Por essa razão, a Basecamp vem trabalhando para diversificar o conjunto de dados proteicos que seus modelos utilizam. Desde sua fundação em 2020, a empresa tem colaborado com pesquisadores ao redor do mundo para sequenciar informações genômicas de alta qualidade de dezenas de milhões de microrganismos, plantas e animais. Esses pesquisadores, por sua vez, recebem royalties sobre a receita gerada pela Basecamp com os dados.
Além de sequenciar o DNA desses organismos, os pesquisadores coletam também informações contextuais, fornecendo ainda mais dados que a IA pode usar para compreender por que as proteínas se dobram da maneira como o fazem. “Para cada entrada em nosso banco de dados, coletamos centenas de dimensões adicionais”, disse Phillip Lorenz, CTO da empresa, de 31 anos.
Isso inclui dados sobre temperatura local, pH, salinidade da água onde os organismos foram encontrados, disponibilidade de luz, entre outros fatores. A diversidade geográfica das amostras também é impressionante, acrescentou Lorenz, abrangendo desde cavernas na Hungria até fontes hidrotermais nas profundezas do oceano. “Vamos a todos os biomas do mundo, de ilhas vulcânicas até a Antártica.”

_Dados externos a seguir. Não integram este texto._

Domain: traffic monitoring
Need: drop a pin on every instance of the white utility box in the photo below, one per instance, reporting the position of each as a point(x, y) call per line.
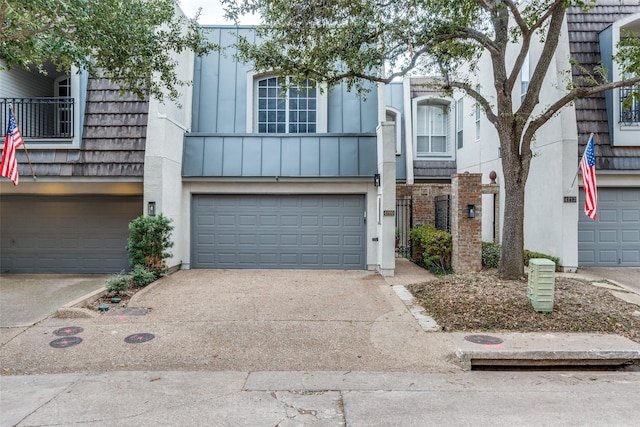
point(541, 284)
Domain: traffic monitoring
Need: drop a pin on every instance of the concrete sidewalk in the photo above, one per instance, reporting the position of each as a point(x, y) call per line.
point(321, 399)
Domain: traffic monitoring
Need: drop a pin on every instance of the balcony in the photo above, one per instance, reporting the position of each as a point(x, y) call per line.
point(630, 115)
point(47, 118)
point(281, 155)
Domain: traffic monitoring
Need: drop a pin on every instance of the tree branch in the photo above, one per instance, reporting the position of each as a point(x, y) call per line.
point(577, 93)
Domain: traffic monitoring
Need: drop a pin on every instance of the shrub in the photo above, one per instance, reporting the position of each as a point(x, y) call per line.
point(149, 241)
point(530, 254)
point(490, 255)
point(142, 276)
point(432, 247)
point(119, 282)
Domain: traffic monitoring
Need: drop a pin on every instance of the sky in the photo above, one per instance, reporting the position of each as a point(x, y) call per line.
point(212, 12)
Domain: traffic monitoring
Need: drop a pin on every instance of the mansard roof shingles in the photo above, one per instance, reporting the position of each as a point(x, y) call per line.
point(591, 113)
point(113, 138)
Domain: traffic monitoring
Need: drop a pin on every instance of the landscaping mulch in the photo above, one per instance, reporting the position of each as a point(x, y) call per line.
point(484, 302)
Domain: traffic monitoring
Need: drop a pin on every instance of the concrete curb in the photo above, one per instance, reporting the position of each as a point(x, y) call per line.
point(545, 350)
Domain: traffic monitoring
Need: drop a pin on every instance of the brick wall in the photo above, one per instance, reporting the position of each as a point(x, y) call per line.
point(423, 200)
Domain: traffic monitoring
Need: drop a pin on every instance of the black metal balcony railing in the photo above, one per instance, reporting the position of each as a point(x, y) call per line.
point(630, 114)
point(40, 118)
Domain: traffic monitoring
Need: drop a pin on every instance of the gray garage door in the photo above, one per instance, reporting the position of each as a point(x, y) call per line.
point(65, 234)
point(278, 231)
point(613, 239)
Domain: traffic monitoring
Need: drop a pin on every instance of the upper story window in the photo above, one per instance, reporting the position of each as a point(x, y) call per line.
point(45, 106)
point(393, 115)
point(630, 106)
point(460, 122)
point(294, 111)
point(623, 110)
point(431, 129)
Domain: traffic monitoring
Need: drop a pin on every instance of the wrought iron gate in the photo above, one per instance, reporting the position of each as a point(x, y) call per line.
point(404, 224)
point(443, 212)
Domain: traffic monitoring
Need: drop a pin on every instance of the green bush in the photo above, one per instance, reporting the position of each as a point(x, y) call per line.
point(119, 282)
point(432, 247)
point(490, 255)
point(530, 255)
point(149, 241)
point(142, 276)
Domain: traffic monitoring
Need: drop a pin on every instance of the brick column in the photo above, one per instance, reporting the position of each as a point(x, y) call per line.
point(466, 189)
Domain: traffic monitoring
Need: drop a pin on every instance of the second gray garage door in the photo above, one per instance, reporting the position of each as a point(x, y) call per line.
point(278, 231)
point(66, 234)
point(613, 239)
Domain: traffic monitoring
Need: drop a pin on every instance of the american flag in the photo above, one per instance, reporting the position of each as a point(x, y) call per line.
point(588, 169)
point(12, 140)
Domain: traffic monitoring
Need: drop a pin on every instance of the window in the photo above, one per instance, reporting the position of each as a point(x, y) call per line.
point(393, 115)
point(460, 122)
point(431, 129)
point(629, 105)
point(294, 112)
point(64, 107)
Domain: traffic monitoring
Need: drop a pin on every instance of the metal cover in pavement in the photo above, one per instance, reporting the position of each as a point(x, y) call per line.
point(68, 331)
point(139, 338)
point(65, 342)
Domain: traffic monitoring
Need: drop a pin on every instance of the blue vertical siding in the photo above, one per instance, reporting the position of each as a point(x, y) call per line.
point(220, 93)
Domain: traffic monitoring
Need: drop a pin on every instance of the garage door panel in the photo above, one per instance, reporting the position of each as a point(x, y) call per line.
point(291, 231)
point(631, 256)
point(613, 239)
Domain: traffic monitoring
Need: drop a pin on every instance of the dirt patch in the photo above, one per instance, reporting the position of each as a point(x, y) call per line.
point(483, 302)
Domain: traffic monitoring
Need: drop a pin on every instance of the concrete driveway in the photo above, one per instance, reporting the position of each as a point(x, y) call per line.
point(625, 276)
point(26, 299)
point(245, 320)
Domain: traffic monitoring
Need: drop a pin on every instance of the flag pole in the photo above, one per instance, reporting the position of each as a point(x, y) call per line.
point(24, 145)
point(576, 177)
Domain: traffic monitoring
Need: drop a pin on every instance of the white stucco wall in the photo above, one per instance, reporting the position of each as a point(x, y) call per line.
point(167, 123)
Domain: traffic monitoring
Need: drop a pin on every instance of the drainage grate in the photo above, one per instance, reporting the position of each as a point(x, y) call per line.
point(65, 342)
point(69, 330)
point(139, 338)
point(483, 339)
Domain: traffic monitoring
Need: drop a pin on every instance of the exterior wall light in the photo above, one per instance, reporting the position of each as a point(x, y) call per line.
point(471, 211)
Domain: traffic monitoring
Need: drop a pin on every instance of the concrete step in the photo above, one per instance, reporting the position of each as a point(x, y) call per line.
point(544, 349)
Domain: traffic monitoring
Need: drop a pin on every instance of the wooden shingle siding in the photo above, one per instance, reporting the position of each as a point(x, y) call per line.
point(113, 138)
point(591, 113)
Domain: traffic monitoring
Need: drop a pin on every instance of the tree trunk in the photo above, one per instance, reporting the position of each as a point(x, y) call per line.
point(511, 256)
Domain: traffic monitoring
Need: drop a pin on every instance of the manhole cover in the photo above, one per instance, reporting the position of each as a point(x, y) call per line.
point(138, 338)
point(65, 342)
point(483, 339)
point(69, 330)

A Basecamp já está gerando receita, disse Gowers à Forbes, utilizando sua modelagem preditiva para resolver problemas de clientes (ele não divulgou valores). Por exemplo, a empresa está trabalhando com a Colorfix, sediada no Reino Unido, para projetar novas proteínas que permitam tingir tecidos sem o uso de produtos químicos agressivos.
Também está auxiliando a startup Protein Evolution, de Connecticut, a descobrir novas proteínas capazes de decompor plásticos para que possam ser reciclados. Além disso, Gowers espera aplicar sua capacidade computacional no desenvolvimento de novos medicamentos em parceria com empresas farmacêuticas.
Gowers admite que a empresa não poderá operar de forma enxuta para sempre. Para competir com concorrentes mais bem capitalizados, a Basecamp planeja captar novos investimentos em breve. “Treinar novos modelos e desenvolver novas arquiteturas, especialmente quando os dados são extremamente volumosos, é um negócio extremamente caro”, afirmou.